This week, Marvel Comics published the first issue of Captain America: Steve Rogers in which it’s revealed that since his earliest days, Captain America has been a double agent for Hydra, the thinly veiled allegory for the Nazis; in an epic Twitter rant, Livejournal alumnus and Dreamwidth cofounder Denise Paolucci explains the way that perpetual copyright and business concentration has neutralized the ancient custom of collective storytelling of epic narratives, magnifying the harm from bad corporate decisions.
No one can say exactly why the writers chose to make such a radical shift in the story, though many hypothesize that it was for shock value, as a way of attracting attention to the new comic.
But it is a radical departure indeed, one that has especial significance in an era in which neofascist movements are rising, and when a cryptofascist is the presumptive nominee for one of the national US parties. On top of that, the character of Captain America was created by two Jewish writers at a time when the US hadn’t decided whether to involve itself in the European war against fascists, as a way of showcasing an American ideal that opposed Naziism.
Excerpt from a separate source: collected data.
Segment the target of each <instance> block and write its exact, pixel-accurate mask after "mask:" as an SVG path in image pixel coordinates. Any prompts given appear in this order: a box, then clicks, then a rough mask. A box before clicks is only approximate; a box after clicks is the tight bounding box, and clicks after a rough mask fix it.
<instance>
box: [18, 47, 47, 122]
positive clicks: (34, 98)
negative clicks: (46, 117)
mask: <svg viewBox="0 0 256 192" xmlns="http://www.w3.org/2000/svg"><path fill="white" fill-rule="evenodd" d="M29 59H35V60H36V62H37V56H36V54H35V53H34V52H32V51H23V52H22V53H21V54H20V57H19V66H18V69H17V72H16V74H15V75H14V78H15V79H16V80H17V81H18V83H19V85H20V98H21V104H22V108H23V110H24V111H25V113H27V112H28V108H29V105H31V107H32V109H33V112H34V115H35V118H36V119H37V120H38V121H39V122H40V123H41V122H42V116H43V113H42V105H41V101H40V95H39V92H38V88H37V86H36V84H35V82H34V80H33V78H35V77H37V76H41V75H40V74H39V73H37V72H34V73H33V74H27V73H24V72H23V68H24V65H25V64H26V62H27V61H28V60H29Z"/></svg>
Paolucci argues that epic, mythic stories have an important role in human culture, and that they have always mutated through this kind of retelling and reinterpretation. The difference now is that a small number of corporations own most of our modern myths, and have the legal right to suppress all the retellings except their official canon.
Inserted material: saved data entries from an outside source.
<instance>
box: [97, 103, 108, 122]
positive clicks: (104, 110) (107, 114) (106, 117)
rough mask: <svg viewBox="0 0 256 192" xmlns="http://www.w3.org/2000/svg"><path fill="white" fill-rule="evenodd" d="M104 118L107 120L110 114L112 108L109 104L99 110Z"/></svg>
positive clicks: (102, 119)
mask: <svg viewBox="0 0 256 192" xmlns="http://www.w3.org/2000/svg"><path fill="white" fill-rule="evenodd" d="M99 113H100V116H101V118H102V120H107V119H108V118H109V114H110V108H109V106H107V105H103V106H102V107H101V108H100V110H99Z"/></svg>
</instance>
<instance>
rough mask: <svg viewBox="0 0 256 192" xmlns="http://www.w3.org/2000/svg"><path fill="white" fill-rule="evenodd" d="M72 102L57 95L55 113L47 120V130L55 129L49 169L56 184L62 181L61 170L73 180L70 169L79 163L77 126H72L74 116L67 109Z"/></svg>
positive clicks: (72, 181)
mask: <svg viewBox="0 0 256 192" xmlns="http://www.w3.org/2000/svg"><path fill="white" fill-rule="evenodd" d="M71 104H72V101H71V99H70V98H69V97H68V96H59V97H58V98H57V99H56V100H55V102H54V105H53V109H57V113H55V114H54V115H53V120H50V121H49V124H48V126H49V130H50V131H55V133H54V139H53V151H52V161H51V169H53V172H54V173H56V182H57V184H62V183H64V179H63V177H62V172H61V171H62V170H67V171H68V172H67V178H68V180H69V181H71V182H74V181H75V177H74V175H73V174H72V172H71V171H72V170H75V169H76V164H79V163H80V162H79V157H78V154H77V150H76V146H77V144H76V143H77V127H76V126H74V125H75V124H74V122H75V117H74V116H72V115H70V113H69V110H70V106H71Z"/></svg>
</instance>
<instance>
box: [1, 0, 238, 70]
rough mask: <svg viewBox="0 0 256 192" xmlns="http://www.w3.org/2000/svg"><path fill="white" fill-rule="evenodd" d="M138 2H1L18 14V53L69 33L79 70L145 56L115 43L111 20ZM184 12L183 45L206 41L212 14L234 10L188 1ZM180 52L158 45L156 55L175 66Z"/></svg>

She makes this an argument for fan-fiction as part of this mythic retelling. I think she’s right: and the courts agree. Important appeals court rulings on copyright, like the one over The Wind Done Gone, have specifically held that fan-fiction that retells a story in order to comment on the canon and the ways that its owners have directed it are fair use.
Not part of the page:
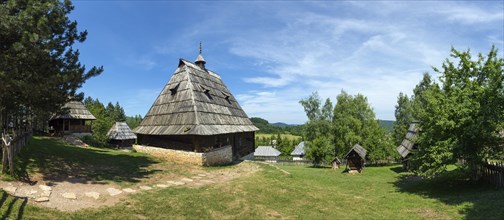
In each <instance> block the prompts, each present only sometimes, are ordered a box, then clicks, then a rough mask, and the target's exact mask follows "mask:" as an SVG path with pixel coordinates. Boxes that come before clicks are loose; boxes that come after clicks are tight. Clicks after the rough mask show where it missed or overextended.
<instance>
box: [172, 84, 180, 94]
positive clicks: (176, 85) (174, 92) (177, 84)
mask: <svg viewBox="0 0 504 220" xmlns="http://www.w3.org/2000/svg"><path fill="white" fill-rule="evenodd" d="M179 86H180V83H178V84H177V85H176V86H174V87H172V88H171V89H170V93H171V95H175V94H177V90H178V87H179Z"/></svg>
#CaptainAmerica, like many comic superheroes, is a contemporary heroic epic that for decades has spoken to our best ideals.
When Cap is done right, he reminds us that individual action supports the collective good & of how individuals uphold societies.
That speaks to people! We all see the best parts of ourselves in Cap, and we identify with the message — especially today.
Like Homer reminded the ancient Greeks of their societal ideals, like Virgil reminded the Romans of theirs, Cap reminds Americans of ours.
Homer & Virgil grew into that role, though. Stories expanded as people retold them & the best parts lived — the parts that spoke to people.
People retold the epics in hundreds of ways and the versions that survived converged on the message that resonated most.
Contemporary heroic epics can’t do that anymore. They’re owned by a single rightsholder who has sole control over the story.
That single point of failure bottlenecks the natural evolution of the heroic epic down to what the ‘owner’ wants to do with it.
A single owner can never replicate the diversity of story that happens in an oral tradition. We get one version of the story, not many.
And the story is vulnerable to the owner deciding to drag it in a different direction because they don’t understand what parts resonate.
(Or because they want to shock people, or because they think it’s cool, or because they think it’s funny to upset people, or or or…)
In a healthy collaborative tradition, those massive tone-shift stories would happen, but they’d just be one version alongside all the others
And some people would like that version, and they could have it, but the other versions would still be circulating, and people could choose.
Today, the power of the law invests that ‘canonical’ version with authority: the only people who can legally tell Cap stories told this one.
People are upset because a heroic epic they were invested in took a sharp shift, violated the storytelling contract, & betrayed its ideals.
Sure, it’s going to get undone — it’s comics! — but people get PISSED when a storyteller violates the implied contract with the reader.